Le haut-commissaire et le président du Pays ont évoqué la mise en place d’un pass sanitaire restreignant l’accès de certains lieux publics aux détenteurs d’une preuve de vaccination, de non-contamination ou d’immunisation contre le Covid. Un dispositif mis en place à partir de juillet en métropole, et dans différents pays du monde, mais qui bute sur d’importantes difficultés techniques en Polynésie.

Voilà deux mois, déjà, que l’idée est là. Début juillet, alors que la métropole rouvrait ses boites de nuit et levait les limites de public dans les spectacles extérieurs, en s’appuyant sur le pass sanitaire tout juste mis en œuvre, certains au fenua s’interrogeaient sur son importation en Polynésie. Le ministère de la Santé disait alors « travailler » sur un projet. Depuis le pass sanitaire national, qui divise profondément l’opinion métropolitaine, a été étendu à divers lieux publics, aux cinémas ou musées, puis aux TGV, restaurants et cafés. Côté fenua, le dossier n’est pas complètement resté dans le tiroir : le 20 août, un « pass de protection des îles » a été mis en place sur tous les vols depuis Tahiti vers les archipels et désormais entre les îles des Raromata’i.

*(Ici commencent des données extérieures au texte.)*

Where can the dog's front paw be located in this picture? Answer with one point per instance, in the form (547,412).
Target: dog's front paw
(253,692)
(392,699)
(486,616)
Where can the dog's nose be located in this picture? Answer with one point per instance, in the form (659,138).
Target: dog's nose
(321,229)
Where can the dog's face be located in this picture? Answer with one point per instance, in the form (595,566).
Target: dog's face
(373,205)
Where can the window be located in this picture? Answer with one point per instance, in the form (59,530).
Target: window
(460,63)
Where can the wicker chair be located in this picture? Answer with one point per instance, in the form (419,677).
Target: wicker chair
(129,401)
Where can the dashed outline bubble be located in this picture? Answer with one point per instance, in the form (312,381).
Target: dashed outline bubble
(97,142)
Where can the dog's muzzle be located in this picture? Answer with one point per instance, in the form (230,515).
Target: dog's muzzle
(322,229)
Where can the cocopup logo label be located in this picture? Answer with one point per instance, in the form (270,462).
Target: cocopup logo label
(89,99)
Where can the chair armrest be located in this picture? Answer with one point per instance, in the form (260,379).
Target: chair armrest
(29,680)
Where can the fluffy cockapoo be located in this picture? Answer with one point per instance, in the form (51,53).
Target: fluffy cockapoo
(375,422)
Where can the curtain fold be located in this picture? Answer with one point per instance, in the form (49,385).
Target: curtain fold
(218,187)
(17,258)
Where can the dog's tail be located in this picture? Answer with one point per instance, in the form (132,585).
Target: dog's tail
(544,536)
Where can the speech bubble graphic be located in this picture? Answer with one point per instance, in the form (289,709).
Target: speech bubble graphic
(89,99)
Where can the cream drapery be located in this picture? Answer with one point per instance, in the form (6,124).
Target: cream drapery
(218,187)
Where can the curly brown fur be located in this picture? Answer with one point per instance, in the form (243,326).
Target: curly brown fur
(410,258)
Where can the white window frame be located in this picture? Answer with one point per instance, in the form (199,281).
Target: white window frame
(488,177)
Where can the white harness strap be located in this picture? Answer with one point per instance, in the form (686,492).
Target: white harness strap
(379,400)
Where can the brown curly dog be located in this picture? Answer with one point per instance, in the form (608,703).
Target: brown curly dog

Du transport aux établissements publics

Mais le pass national regroupe, en plus des preuves de vaccination ou de test négatif de Covid, une possibilité de preuve d’immunité contre le Covid du fait d’une contamination récente. Le tout sur un même document numérique, que le QR code rend facilement présentable dans des lieux publics. Ce qui n’est pas le cas, actuellement du « pass de protection des îles ». Mais Dominique Sorain avait prévenu : ce sésame de transport servirait de « test » pour la création éventuelle d’un « véritable pass sanitaire ». Confirmation, hier aux côté du président Édouard Fritch : des travaux en cours pour le concrétiser d’ici « le début du mois d’octobre ». « Un travail est mené pour faire coller les bases de données, pour centraliser tout ça, et avoir un document qui est exploitable dans un certain nombre de lieux », explique le représentant de l’État. Pas de précisions sur ces lieux – des sites « très fréquentés » avant tout – mais le haussaire estime que le pass sera quoiqu’il arrive « un moyen de sortir de la crise pour revenir à une vie un peu normale ».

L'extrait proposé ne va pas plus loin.